Hours before Kentucky Derby champion Mystik Dan attempts to win the Triple Crown again in a row when he faces up against seven other horses in the Preakness Stakes, rain was falling at Pimlico Race Course on Saturday.
Since Justify in 2018, he would be the first person to win the Derby and the Preakness simultaneously. That would set up an unprecedented and historic moment for the next Belmont Stakes, which would feature a Triple Crown on the line. Due to renovations at Belmont Park in New York City, the race will be held for the first time at the Saratoga Race Course in upstate New York.

Mystik Dan will have to beat Bob Baffert-trained Imagination, Brad Cox’s Catching Freedom and Chad Brown’s Tuscan Gold, who are the main challengers, and the Preakness could be run on a muddy track, with showers expected to continue throughout the afternoon.

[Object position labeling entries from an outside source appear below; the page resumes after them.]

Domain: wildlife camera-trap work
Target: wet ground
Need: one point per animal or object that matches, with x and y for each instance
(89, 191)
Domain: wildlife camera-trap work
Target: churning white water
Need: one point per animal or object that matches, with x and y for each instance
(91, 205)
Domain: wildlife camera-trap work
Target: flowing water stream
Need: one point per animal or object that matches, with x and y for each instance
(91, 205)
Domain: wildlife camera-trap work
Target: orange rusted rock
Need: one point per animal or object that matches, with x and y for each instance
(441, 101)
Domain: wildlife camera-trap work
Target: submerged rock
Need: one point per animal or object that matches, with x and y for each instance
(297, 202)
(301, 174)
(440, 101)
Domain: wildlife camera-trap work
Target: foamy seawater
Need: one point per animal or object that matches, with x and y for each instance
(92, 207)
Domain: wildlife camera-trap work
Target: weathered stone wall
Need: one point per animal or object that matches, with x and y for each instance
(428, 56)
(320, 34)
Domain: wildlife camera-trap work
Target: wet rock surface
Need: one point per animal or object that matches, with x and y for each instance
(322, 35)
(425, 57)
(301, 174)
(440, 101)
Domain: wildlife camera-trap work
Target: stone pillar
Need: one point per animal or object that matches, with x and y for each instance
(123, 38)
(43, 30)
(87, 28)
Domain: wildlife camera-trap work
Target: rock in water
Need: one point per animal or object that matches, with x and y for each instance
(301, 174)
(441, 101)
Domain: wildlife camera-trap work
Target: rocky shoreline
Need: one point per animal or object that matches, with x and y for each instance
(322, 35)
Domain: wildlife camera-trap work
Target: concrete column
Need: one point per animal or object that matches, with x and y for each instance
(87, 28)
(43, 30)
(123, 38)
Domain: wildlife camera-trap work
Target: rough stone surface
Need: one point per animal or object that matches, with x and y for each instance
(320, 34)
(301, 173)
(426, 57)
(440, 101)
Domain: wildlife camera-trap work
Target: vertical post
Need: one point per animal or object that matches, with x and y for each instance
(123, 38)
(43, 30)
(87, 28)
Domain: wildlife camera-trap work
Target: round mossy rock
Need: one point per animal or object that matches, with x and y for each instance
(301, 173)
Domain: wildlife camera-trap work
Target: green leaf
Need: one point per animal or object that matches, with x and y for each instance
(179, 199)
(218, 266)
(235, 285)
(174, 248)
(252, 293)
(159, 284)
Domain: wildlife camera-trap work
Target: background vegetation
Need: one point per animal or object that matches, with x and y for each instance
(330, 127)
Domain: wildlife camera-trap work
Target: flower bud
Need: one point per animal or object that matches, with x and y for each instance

Baffert was set to saddle two horses in the race set to go off just after 7 p.m. EDT, but morning line favorite Muth was scratched during the week because of a fever. Mystik Dan opened Saturday as the 3-1 favorite, with Catching Freedom and Tuscan Gold each 7-2 and Imagination 9-2“Catching Freedom trained really well going into the Derby,” Mystik Dan’s trainer, Kenny McPeek, said this week. “He’s a very nice horse. And Bob, he wouldn’t bring a horse without it being a good horse, and Chad’s also got a horse coming out of (finishing third behind winner Catching Freedom in) the Louisiana Derby. Yeah, it’s not a given.” It was not a given that McPeek would send Mystik Dan to Baltimore on a two-week turnaround from the colt’s exhausting win by a nose in the Kentucky Derby. But he’s one of three horses from that race running in the Preakness, up from one last year and two in 2022.

Many trainers’ reluctance to do the Derby-Preakness double, once the norm for horses on the Triple Crown trail, has raised questions about the prestige of the middle jewel and concerns that it has become the unwanted stepchild of the series. There are debates about spacing the races out to adapt to modern thoroughbreds that race less frequently than in previous eras.